Magnetic Permeability of Constrained Fermionic Vacuum
M. V. Cougo-Pinto, C. Farina, A. Tort, and J. Rafelski

TL;DR
This paper calculates the magnetic permeability of a fermionic vacuum with one spatial dimension compactified into a circle, revealing a novel contribution that is negligible in typical laboratory settings but potentially significant in strong interaction contexts.
Contribution
It introduces a new contribution to vacuum permeability arising from fermion fluctuations in a compactified dimension using Schwinger's proper time method.
Findings
Identifies a novel contribution to vacuum permeability.
Contributions are negligible for typical laboratory cavity sizes.

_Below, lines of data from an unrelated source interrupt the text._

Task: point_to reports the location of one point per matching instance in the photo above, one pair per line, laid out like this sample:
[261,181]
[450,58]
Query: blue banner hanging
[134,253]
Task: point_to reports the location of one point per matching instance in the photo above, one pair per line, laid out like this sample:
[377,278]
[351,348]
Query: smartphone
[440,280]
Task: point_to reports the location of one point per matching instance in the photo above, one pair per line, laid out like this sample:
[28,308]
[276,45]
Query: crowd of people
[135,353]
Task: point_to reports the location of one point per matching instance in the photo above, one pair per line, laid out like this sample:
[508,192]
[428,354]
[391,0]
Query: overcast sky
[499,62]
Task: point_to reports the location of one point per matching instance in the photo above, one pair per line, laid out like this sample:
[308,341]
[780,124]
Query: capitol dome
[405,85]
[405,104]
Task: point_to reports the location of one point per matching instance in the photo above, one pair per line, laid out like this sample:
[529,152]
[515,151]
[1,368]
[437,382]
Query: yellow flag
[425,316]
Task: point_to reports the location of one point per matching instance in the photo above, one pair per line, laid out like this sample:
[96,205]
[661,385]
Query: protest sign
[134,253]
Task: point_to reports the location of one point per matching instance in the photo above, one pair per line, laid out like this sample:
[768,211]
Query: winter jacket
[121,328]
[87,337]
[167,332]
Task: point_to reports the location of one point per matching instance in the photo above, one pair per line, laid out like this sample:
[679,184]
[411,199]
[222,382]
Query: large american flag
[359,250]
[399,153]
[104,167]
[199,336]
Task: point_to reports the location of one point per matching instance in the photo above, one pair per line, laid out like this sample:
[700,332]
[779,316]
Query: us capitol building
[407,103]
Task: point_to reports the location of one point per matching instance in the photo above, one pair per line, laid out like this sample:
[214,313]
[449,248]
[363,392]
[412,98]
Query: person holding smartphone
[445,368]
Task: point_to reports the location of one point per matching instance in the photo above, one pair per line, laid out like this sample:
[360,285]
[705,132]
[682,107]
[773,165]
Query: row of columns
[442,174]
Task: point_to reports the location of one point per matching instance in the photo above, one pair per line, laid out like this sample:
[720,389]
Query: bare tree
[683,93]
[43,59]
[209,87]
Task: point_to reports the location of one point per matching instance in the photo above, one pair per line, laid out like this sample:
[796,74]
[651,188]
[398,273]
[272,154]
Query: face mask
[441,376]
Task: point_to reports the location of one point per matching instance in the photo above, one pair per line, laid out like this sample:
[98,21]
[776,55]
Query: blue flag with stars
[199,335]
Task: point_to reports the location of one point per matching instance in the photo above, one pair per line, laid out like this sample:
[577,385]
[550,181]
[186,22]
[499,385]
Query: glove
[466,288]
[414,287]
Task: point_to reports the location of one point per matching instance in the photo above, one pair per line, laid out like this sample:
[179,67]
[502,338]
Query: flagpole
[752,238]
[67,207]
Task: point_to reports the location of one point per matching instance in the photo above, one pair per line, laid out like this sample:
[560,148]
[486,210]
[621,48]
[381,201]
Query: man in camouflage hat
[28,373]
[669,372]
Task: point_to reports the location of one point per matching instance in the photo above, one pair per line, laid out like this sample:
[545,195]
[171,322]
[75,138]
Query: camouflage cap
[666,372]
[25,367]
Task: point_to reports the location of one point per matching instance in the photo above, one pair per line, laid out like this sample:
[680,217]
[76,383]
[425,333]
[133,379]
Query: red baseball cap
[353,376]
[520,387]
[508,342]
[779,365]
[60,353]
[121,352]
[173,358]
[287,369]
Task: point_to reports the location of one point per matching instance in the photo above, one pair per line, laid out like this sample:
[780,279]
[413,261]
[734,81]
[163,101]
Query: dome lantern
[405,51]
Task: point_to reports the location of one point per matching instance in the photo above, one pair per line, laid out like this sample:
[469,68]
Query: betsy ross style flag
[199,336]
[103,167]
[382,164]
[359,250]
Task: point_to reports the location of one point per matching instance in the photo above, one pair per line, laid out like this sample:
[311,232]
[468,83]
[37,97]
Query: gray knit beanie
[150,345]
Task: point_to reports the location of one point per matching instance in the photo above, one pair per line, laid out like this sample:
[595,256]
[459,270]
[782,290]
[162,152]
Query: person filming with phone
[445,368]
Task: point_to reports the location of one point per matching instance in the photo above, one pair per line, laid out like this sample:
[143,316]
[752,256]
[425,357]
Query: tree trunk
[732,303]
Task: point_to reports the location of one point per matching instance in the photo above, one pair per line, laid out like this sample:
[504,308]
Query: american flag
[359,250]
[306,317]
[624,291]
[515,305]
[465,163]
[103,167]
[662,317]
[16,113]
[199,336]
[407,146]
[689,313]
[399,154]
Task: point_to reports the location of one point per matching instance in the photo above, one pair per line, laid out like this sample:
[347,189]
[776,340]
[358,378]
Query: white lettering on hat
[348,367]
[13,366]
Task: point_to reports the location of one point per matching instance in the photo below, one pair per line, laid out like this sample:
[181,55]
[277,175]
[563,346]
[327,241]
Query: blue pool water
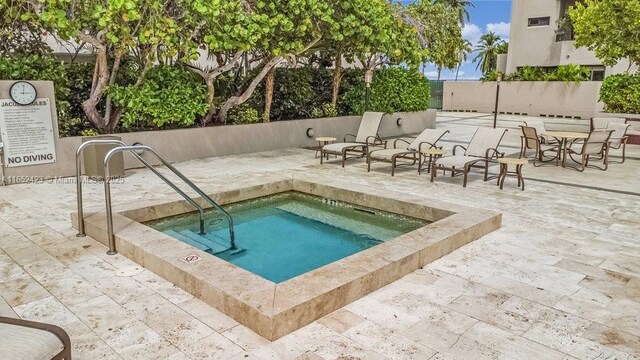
[289,234]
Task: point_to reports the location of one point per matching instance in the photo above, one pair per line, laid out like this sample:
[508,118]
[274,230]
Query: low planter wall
[535,98]
[198,143]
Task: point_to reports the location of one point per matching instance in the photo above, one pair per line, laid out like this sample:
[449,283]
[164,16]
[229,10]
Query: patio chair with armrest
[530,140]
[619,138]
[597,144]
[406,150]
[482,148]
[367,136]
[22,339]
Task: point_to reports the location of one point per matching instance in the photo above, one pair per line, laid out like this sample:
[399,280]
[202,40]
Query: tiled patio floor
[560,280]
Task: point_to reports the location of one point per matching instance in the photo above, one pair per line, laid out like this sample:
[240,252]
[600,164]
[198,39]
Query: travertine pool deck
[559,280]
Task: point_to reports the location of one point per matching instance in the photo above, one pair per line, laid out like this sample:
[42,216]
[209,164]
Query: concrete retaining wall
[198,143]
[535,98]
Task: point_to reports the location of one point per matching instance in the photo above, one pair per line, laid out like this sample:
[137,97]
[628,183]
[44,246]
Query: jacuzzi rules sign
[27,133]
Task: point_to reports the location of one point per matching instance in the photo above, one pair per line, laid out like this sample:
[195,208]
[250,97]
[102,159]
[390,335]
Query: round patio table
[563,138]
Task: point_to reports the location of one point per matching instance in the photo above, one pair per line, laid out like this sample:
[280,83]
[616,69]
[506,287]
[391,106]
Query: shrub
[170,96]
[244,115]
[326,110]
[621,93]
[394,89]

Potential relevance in strong interaction physics.
Abstract
We obtain using Schwinger's proper time approach the Casimir-Euler-Heisenberg effective action of fermion fluctuations for the case of an applied magnetic field. We implement here the compactification of one space dimension into a circle through anti-periodic boundary condition. Aside of higher order non-linear field effects we identify a novel contribution to the vacuum permeability. These contributions are exceedingly small for normal electromagnetism due to the smallness of the electron Compton wavelength compared to the size of the compactified dimension, if we take the latter as the typical size of laboratory cavities, but their presence is thought provoking, also considering the context of strong interactions.